A decidere non era un tribunale, ma un giudice
di pace, o un ‘notabile’ del luogo: il sindaco, il notaio, il prete, un istitutore, un commerciante. Nel
Paese che ospita il Consiglio per i diritti umani
dell’Onu gli abusi durarono almeno fino ai primi anni 80. «Tanti internati come me in Ticino,
oggi hanno grossi problemi.
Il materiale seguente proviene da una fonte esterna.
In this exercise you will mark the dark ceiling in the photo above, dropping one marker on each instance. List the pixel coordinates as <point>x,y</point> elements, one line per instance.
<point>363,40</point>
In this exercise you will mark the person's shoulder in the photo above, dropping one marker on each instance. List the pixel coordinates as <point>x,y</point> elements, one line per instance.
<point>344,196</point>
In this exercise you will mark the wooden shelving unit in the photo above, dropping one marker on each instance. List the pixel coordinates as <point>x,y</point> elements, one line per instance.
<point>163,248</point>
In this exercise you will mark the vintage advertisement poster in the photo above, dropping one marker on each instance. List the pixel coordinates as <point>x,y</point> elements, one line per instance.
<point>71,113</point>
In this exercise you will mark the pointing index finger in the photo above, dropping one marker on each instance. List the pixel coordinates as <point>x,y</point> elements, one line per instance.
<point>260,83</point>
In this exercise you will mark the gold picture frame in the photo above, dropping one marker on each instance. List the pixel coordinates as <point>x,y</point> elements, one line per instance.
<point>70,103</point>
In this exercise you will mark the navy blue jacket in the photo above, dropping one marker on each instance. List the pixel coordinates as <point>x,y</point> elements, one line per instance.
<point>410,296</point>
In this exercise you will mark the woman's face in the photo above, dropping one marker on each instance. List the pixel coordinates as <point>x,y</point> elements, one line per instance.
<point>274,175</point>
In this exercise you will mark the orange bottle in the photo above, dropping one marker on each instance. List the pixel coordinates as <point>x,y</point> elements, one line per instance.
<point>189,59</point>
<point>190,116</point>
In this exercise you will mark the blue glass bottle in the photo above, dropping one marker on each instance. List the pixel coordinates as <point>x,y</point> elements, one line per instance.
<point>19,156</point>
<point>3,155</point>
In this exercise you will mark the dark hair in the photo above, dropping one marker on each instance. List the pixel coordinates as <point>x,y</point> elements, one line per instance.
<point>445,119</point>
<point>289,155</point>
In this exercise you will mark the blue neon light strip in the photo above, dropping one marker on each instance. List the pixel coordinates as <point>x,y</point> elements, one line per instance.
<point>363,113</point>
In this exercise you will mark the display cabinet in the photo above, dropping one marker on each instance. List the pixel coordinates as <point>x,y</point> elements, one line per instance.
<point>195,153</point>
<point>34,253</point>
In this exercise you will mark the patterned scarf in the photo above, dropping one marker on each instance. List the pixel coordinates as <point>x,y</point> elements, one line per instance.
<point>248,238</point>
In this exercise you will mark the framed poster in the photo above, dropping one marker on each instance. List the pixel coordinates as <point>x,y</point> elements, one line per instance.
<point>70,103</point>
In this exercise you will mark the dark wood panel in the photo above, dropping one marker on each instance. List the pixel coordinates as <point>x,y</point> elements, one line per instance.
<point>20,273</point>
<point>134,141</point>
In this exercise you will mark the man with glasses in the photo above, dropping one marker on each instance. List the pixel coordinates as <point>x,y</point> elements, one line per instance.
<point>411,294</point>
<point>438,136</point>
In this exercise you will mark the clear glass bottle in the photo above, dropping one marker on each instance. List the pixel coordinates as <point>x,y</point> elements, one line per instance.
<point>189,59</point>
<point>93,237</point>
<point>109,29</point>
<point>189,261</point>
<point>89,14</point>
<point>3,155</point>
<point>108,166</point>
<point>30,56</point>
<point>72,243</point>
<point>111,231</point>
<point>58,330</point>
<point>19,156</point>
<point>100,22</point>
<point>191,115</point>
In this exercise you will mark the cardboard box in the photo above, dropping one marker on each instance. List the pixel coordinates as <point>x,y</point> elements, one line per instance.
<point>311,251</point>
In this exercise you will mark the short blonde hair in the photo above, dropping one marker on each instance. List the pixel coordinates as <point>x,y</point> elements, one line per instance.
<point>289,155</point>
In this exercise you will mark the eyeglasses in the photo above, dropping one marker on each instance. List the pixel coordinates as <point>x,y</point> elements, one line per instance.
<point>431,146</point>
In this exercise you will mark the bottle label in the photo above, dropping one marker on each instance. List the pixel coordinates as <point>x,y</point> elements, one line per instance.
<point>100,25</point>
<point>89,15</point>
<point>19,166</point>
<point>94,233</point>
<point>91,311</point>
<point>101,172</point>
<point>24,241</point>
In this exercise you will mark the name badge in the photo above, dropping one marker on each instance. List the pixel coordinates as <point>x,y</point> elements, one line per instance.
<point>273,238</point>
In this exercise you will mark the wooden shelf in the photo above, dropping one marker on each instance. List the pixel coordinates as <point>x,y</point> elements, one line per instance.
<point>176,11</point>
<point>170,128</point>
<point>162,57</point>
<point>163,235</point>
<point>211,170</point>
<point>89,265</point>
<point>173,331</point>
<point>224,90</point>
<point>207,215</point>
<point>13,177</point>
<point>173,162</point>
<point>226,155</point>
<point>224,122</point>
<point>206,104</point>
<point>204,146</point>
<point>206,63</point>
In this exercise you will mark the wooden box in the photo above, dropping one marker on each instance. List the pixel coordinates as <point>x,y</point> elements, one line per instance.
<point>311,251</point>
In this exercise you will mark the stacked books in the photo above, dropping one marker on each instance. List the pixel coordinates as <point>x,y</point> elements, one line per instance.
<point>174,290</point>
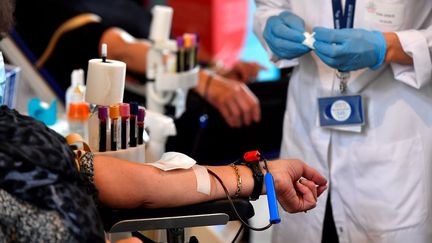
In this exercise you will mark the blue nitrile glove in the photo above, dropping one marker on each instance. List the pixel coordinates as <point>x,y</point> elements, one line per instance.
<point>284,35</point>
<point>350,49</point>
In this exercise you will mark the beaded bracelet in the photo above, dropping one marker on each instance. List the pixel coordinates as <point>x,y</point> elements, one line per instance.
<point>239,181</point>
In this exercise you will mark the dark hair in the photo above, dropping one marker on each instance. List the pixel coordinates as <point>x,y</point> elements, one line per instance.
<point>6,14</point>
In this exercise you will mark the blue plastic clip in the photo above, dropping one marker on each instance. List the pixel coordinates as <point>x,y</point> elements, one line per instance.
<point>271,199</point>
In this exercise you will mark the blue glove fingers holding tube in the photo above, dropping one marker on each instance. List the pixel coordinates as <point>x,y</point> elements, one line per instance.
<point>284,35</point>
<point>350,49</point>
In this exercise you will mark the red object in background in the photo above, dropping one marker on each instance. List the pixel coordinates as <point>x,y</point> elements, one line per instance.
<point>220,24</point>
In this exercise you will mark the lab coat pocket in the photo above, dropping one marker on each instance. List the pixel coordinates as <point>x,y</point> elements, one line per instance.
<point>385,15</point>
<point>390,185</point>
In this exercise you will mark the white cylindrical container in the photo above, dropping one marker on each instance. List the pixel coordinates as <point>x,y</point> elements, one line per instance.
<point>105,82</point>
<point>160,27</point>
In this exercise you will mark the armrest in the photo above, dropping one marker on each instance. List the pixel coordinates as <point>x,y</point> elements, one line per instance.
<point>203,214</point>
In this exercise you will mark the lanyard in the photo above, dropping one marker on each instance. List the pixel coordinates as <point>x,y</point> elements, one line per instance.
<point>341,20</point>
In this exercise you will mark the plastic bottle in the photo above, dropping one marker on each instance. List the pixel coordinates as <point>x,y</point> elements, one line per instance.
<point>77,119</point>
<point>76,92</point>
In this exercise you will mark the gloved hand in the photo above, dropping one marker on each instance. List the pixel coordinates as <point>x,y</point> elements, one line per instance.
<point>284,35</point>
<point>350,49</point>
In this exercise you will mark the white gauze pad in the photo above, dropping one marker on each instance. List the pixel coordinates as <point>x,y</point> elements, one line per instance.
<point>203,179</point>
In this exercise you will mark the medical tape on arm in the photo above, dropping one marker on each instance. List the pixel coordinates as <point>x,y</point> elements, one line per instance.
<point>203,179</point>
<point>174,161</point>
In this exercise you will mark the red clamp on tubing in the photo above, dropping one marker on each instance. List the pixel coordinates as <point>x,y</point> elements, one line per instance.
<point>252,156</point>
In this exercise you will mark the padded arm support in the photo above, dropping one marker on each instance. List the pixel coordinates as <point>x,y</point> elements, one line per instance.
<point>203,214</point>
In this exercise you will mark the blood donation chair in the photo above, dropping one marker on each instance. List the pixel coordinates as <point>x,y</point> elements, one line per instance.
<point>174,220</point>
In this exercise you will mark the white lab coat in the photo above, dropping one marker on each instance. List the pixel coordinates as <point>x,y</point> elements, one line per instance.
<point>381,178</point>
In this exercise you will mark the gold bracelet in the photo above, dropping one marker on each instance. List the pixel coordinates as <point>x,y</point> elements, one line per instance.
<point>239,181</point>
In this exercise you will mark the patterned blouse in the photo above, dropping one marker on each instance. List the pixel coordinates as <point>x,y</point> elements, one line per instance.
<point>43,198</point>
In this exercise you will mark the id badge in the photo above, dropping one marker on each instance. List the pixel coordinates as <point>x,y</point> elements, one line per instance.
<point>341,111</point>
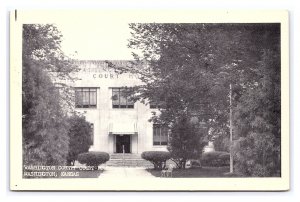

Io non chiedo nulla
allo Stato, ma tanti altri hanno bisogno. In Ticino questo tema va affrontato dalla politica,
come fanno altri Cantoni che hanno chiesto
scusa alle vittime», conclude.
LA POLEMICA
Tema ancora tabù
‘Il governo reagisca
C’è chi soffre ancora’
La deputata socialista Marina Carobbio
«Dal profondo del cuore, a nome del governo,
chiedo scusa per la sofferenza inflitta»: così la
consigliera federale Simonetta Sommaruga si
è rivolta a decine di migliaia di orfani, figli illegittimi che in tutta la Svizzera, fino al 1981, sono
stati internati in penitenziari o istituti contro la
volontà dei genitori. Bimbi maltrattati, venduti,
costretti a lavorare senza paga. Madri sterilizzate. Un capitolo oscuro della storia svizzera oggetto dell’iniziativa ‘per la riparazione’, lanciata
a inizio aprile da un comitato trasversale, che
oltre alle scuse, chiede indennizzi per le vittime
e un’analisi storica. «È un capitolo difficile della
nostra storia, se ne è parlato molto in Svizzera
tedesca, perché alcune vittime hanno raccontato i loro vissuti. In Ticino è un tema ancora tabù,
le autorità politiche dovrebbero proporre il dibattito, perché tante persone soffrono ancora
per quanto accaduto», dice la deputata al Nazionale Marina Carobbio. Alcuni Cantoni hanno
chiesto scusa, in Ticino nemmeno si sfiora il
tema: «Il governo ticinese dovrebbe ricostruire il
fenomeno dei collocamenti coatti, riconoscere
eventuali errori, chiedere scusa alle vittime. È
importante anche in un’ottica educativa per non
rifare gli stessi errori. Ora si discute di risarcimenti, anche i Cantoni dovranno contribuire».